Apriamo quindi una parentesi pietosa e sdolcinataaaa: all'inizio non mi seguiva nessunooooo a parte quelli che conoscevo già e gli dicevo: ho aperto un blog andate a leggere così aumento il numero delle visiteeee, poi piano piano qualche lettore fedele me lo sono procurato,non so come! E io ai miei lettori voglio bene, ci tenevo a dirlo! Anche se ogni tanto quando scrivo ho un po' l'ansia da prestazione, che quando devo trombare non ho ma ce l'ho se devo scrivere un post: e se non fa ridere? E se è una cacchiata? E se qualcuno che non deve leggere poi legge? Fortunatamente ho un'attitudine nella vita che mi salva sempre da ogni tipo di situazione,è un po' il mio mantra; penso:  sticazzi. E passa tutto.
Ma soprattutto questo blog ha espanso a dismisura le mie conoscenze,molto spesso dando vita ad amicizie ormai indispensabili, persone che hanno un ruolo importantissimo anche nella mia vita reale, e questa è una cosa che non mi sarei mai aspettato. Girovagando per blog ho letto cose stupidissime ma anche tante cose valide,molte volte geniali, blog che ormai costituiscono per me fonte inesauribile di risate,riflessioni e anche un po' di intimorimento,perchè a volte mi fanno sentire stupido e inferiore ahahahaha! E poi diciamolo,con questo blog ci ho pure rimorchiato. Ecco.

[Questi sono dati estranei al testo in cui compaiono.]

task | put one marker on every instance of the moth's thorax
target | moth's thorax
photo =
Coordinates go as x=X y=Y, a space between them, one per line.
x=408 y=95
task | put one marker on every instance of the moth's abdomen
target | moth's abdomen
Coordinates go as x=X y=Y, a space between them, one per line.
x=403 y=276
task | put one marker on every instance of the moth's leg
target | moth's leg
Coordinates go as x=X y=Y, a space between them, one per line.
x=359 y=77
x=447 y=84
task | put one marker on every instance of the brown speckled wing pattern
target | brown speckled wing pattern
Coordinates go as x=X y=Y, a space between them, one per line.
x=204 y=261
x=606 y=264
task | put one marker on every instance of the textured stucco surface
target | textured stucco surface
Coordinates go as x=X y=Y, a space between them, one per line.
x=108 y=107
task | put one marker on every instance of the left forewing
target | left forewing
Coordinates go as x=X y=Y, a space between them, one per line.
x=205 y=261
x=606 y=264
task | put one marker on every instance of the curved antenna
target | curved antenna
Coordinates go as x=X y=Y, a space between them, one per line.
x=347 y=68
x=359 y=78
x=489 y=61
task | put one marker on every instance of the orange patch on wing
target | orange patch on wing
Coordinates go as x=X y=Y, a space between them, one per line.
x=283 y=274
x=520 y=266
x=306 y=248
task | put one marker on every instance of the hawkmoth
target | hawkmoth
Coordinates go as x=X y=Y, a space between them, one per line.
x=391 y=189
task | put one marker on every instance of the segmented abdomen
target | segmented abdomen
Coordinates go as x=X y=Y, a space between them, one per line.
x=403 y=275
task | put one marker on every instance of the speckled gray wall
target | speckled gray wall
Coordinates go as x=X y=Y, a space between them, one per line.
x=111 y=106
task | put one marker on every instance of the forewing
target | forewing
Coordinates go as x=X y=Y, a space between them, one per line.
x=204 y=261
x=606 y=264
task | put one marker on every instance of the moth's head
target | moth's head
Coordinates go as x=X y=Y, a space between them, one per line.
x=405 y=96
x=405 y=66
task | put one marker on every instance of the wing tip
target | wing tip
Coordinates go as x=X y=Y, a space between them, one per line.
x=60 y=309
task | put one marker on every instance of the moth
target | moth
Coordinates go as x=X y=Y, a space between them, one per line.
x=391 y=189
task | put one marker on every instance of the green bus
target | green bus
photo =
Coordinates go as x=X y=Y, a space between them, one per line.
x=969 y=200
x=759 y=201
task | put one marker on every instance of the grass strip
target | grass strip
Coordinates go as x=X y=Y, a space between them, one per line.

Per cuuuuuui vi invito tutti a fare gli auguri al mio caro blogghe, e vorrei anche sfruttare l'occasione per fare quella cosa che fanno tutti blogger e che io non ho fatto mai,quella cosa dei lurker, di quelli che ti leggono senza mai commentare e lasciare tracce,ecco. Anche voi,lurker,fatemi sapere chi sieteeeee che sono curioso. Poi ve ne tornate nell'anonimato,che cazzo mi frega!  Inizio io:

Ciao upclose,io ti leggo sempre e penso che sei uno sporco pederasta in grado solamente di dire stronzate,non stronzate divertenti,ma cose veramente stupide! Son due anni che ci scartavetri i coglioni con le tue minchiate, auguri,si,AUGURI,ma se muori di qualche morte brutta e non scrivi più siamo tutti più contenti.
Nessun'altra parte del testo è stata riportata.